Un legame profondo, quello tra Robert Wilson e Milano. Nell'ultimo Salone del Mobile, lo scorso aprile, aveva raggiunto una vetta particolare, quando l’artista aveva illuminato con rara intensità emotiva La Pietà di Michelangelo, nell’allestimento di “Mother”, al Museo della Pietà Rondanini – Castello Sforzesco.
Un dono a Milano - sottolinea il Salone - alla luce, all’arte, alla città.

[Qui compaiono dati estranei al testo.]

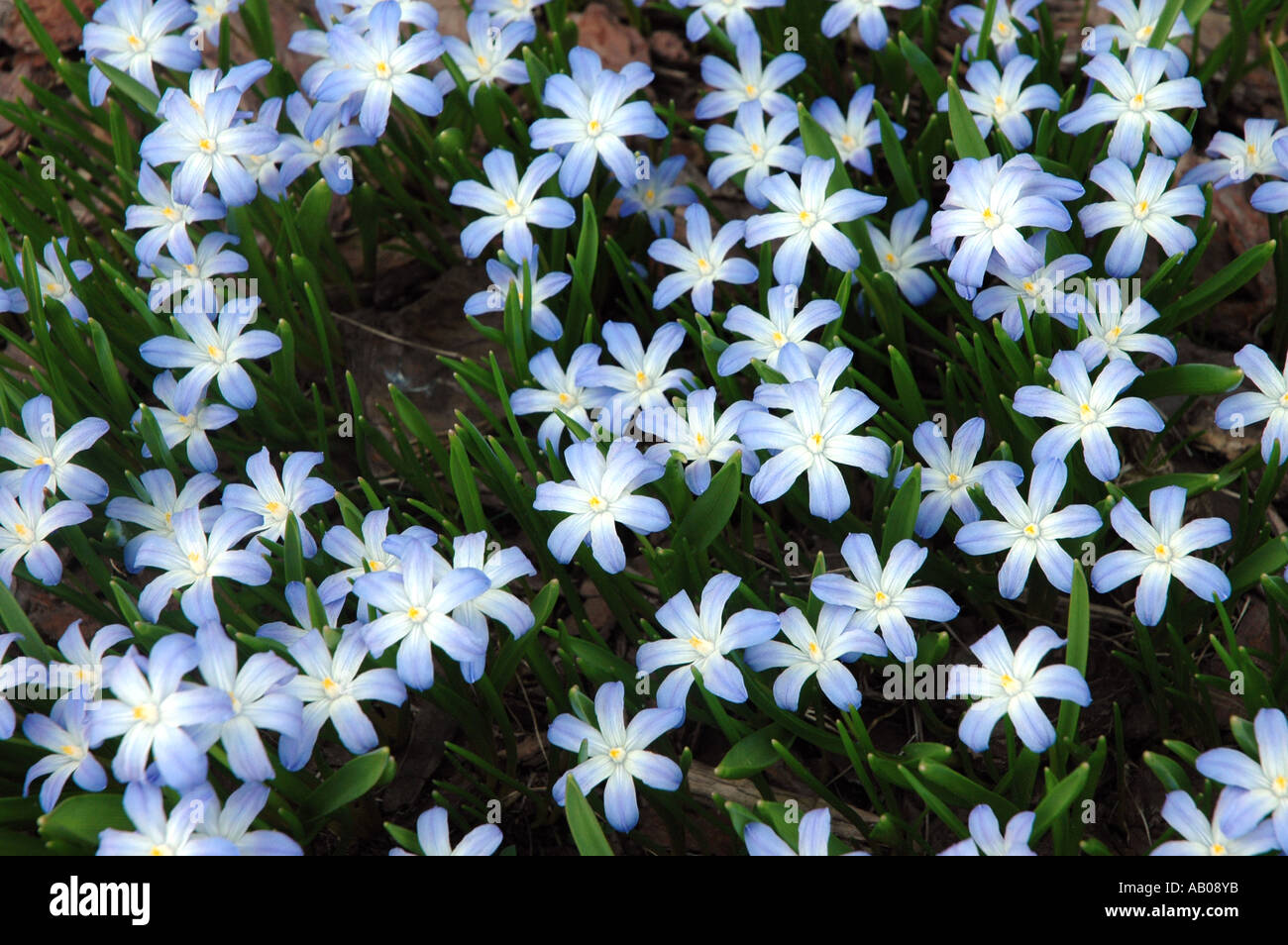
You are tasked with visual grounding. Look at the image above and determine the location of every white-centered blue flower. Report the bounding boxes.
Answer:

«Mi accingo a creare una mia visione del capolavoro di Michelangelo non finito prima della sua morte - diviso tra un sentimento di timore reverenziale e l’altro di ammirato stupore - raccontava Robert Wilson nei primi sopralluoghi a Milano. “Prevale su tutti, comunque, un sentimento di serenità, di pace con se stessi pur di fronte alla tragedia della morte. Niente a che vedere, per me, con la religione. È un’immagine universale, un’esperienza spirituale che muove in noi qualcosa di più profondo che non necessita spiegazioni».
«Quando ho visto per la prima volta la Pietà Rondanini di Michelangelo, sono rimasto seduto di fronte all’opera per più di un’ora - ha confidato Wilson nei suoi primi sopralluoghi - Poi mi sono alzato e ho iniziato a camminarle intorno. Ho percepito un’energia potente, una presenza quasi mistica. Forse è proprio il fatto di essere incompiuta che la rende così straordinaria. È come una finestra aperta, uno spazio sospeso tra il visibile e l’invisibile. Mi ha regalato un tempo diverso, uno spazio nuovo in cui pensare, sognare. L’idea di metterla in scena mi ha colpito profondamente: la Pietà non aveva bisogno di una scenografia ma di uno spazio, di un respiro, di silenzio, perché chi la osserva possa perdersi nei propri pensieri e nelle proprie emozioni».
Di qui il commosso saluto della presidente del Salone Maria Porro: «A Robert Wilson, inarrivabile maestro della luce, registra, artista, Salone porge non solo omaggio ma un profondo ringraziamento per aver condiviso con noi quello che è stato un appassionato percorso di ricerca. Schizzi, conversazioni, silenzi, intuizioni fino ad arrivare alla poetica assoluta di “Mother”, il suo guardare all’umanità».